Another funny observation Joe made at some point when a response to him calling JSON out, because "after all, you can see JSON" was that, your eyes cannot see JSON, they see photons bouncing from the screen. You still use an editor or some other translation program to display it and read it. So at some point might as well use binary (thrift, protobufs, sqlite, ...).

link

gravypod 3630 days ago

I personally think that's one of the more sane replies.

It is really important to chop up your JSON files into smaller sub-files. This will not only make it easier to backup and read manually but will usually give you a speed boost (can read to and write to more then 1 part of the "db" at a time).

link

TazeTSchnitzel 3630 days ago

This is probably sensible. JSON is a text-based format that requires you to parse the entire thing just to get an outline, unlike well-designed binary formats.

link

misframer 3630 days ago

Well-designed text formats too?

link

mockery 3630 days ago

Not necessarily. (I'd actually argue "not at all.") Presumably you have a text format in the first place because you want your representation to be human-readable [with common tools like a text editor], and very likely human-writable as well. Those are the real constraints of a (useful) text format, and they tend to be in direct conflict with high-performance parsing, or partial parsing.

For an arbitrary example, a binary format could have an index table of objects at the start of the file, and then you could perform partial reads to access only the subset of objects you care about. That's something you could do in a text format too, but if the file is edited in a text editor you can't guarantee that the user remembered or bothered to update the index when they added a new object. The parser would effectively not be able to trust the index, and have to parse the entire file. (I suppose you could use CRCs or something to enforce this, but then you'd end up with a very brittle format that people get frustrated when trying to edit.)
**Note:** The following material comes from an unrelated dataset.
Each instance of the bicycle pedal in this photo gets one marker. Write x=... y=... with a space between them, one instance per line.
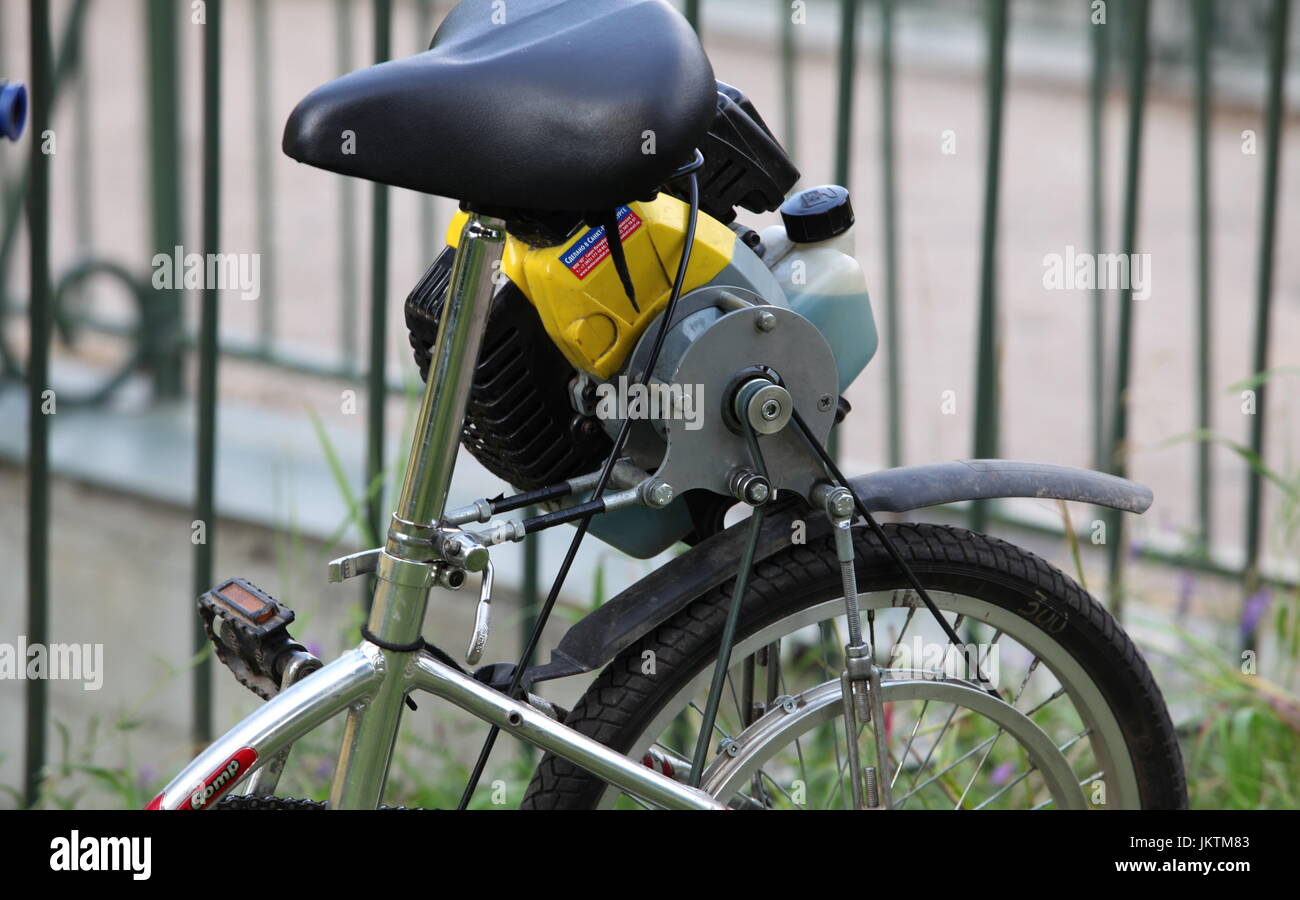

Really, the true advantage of a binary format is you generally assume that nobody messed with the data behind your back, so you can have duplicate data (like an index) if you want without worrying that it's out of sync. This pretty much goes hand in hand with the fact that you can't just open it in a text editor and fiddle with stuff.

TLDR: Human-writability and high-performance are arguably mutually exclusive features.

link

besselheim 3629 days ago

> Really, the true advantage of a binary format is you generally assume that nobody messed with the data behind your back

I would rephrase that a bit and say the true advantage is flexibility, as you're not subject to the constraints of textual data.

The integrity of the data is a separate matter, and should be carefully verified rather than trusted implicitly. A huge amount of security vulnerabilities, and program crashes in general, come from errantly assuming that user-supplied data is correct.

link

TazeTSchnitzel 3630 days ago

Indeed. Another example is that you could have a length field in a text format that precedes a string, so you can skip over it without parsing it. But humans will forget to update it, or update it incorrectly.

link

mtmail 3630 days ago

There's addons/extension for Chrome and Firefox. Both also called JSON Viewer (different author). For really large files I use a command-line tool plus grep and awk though https://stedolan.github.io/jq/

link

chuchuva 3630 days ago

jq looks promising but I still need to view the JSON file first. I want to be able to somehow get the general understanding of the structure very quickly and interactively. The tree control works very well for that. JSON Viewer is almost perfect but it doesn't work with local files.

link

slapresta 3630 days ago

I usually use jq to understand the structure of the file. `keys` will get you all the key names in an object; `with_entries(.value |= type)` will replace each element on an object with its type. You can quickly delve into a JSON and gain some understanding of it with jq.

link

dwaltrip 3630 days ago

JSON Formatter for Chrome works with local files (you have to check the box in the settings to enable it).

It's super handy. Drag and drop json files into a new tab.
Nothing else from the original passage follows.